Sunday, September 21, 2014

REVISION and EDITING


Revision is painful and time-consuming, but it will make your writing stronger and better, if you choose to make the effort. SIMPLE EDITING will NOT raise your grade very much; REAL revision MIGHT.  Generally speaking, a person of intelligence usually gets out of an assignment about what he is willing to put into it. There are very few “natural” writers, fewer still with talent, but talent alone will not make you a “good” writer.

Talent is cheaper than table salt. What separates the talented individual from the successful one is a lot of hard work.


The following paragraphs are from student papers and contain representative errors common to all first essays. PLEASE PAY CLOSE ATTENTION TO HOW ONE MIGHT SOLVE THESE ERRORS WITH EDITING AND/OR REVISION.

The following paragraph has serious editing errors; however, despite the sentence fragment and lack of exact or varied wording, the paragraph is basically fluent. 

        As young adults our generation will face many struggles, challenges, and obstacles. As we become adults we will be forced to face the many obstacles we've watched our parents and elders deal with our entire lives. Facing struggles such as obtaining a degree, keeping good credit and maintaining it, maintaining healthy relationships, and finding a stable well-paying job. You will have to learn how to balance all of the struggles of your adult life to become a more independent, successful, and well-rounded adult.

The following paragraphs needs work on exact wording, some revision, and basic editing:

         Life has its ups and downs, but it's all in the way you look at it. Growing up I was very optimistic about life, but as I got older and realized there were challenges, it changed the way I viewed at life.
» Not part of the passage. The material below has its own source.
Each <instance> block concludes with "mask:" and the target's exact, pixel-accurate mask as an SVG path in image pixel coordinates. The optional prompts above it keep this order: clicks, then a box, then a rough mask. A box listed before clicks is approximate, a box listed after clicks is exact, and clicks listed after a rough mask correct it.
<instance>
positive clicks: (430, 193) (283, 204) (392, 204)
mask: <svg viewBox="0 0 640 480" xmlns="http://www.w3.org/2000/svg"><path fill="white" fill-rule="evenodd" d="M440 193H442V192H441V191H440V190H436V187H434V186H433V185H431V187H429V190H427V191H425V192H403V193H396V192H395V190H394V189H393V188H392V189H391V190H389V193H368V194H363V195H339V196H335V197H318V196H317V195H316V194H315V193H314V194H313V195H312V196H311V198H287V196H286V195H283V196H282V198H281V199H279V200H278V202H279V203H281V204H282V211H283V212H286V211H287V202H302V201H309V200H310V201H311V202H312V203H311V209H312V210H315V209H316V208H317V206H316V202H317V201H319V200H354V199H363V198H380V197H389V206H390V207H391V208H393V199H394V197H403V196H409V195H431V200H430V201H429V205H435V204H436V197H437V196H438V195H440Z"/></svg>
Change, illness and loss are three things that changed my outlook on things, causing me to look at events in a more pessimistic way; and because of the events that have taken place I know this is something I need to work on.
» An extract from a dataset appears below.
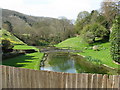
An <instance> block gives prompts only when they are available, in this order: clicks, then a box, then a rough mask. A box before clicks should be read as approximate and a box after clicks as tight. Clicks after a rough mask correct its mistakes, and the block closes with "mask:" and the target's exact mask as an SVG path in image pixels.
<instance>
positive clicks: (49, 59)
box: [40, 48, 118, 74]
The two following opening paragraphs need serious REVISION as well as editing:

          Like most people living from the states, I've lived in this country my whole life, and have never even ventured into another country. This county is all I know, and being such a large and patriotic country, is all the love this country gets truly deserved? It varies, depending the view being used.
      
         Every generation faces its own unique and challenging problems. Generations of the past had world wars, The Great Depression, and other unique challenges. Today our generation faces unforeseen problems by our ancestors. Today, society has to conquer problems like a forever changing job market, technology, advancements, and problems caused by generations before us.
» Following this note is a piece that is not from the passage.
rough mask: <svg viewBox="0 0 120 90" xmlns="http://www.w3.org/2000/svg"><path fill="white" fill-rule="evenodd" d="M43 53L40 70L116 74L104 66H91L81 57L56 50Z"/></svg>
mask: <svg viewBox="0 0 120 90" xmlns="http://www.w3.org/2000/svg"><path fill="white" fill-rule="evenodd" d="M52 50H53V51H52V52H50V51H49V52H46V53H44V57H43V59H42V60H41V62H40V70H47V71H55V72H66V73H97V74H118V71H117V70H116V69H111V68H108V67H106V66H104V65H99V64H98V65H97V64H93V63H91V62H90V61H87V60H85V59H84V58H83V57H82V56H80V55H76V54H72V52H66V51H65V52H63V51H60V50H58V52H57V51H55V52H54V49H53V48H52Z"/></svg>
Body Paragraph developed with generalization—NO specific examples; awkward, confusing sentences; errors in exact wording. 

Lately, police officers have been in headline news for some really negative situations. When I think of a police officer, I imagine someone keeping the streets of America safe. Shooting young teens has come to something repetitive in this profession. Most recently two young African American males have had their lives taking away by a police officer. I always place myself in someone else’s shoes when looking at their situation. I feel the pain of the family and the loss dealt with. I really believe the streets of America have never really been safe. Through the civil rights movement to September 11, 2001, as a country we still strong but as a unit we are slacking.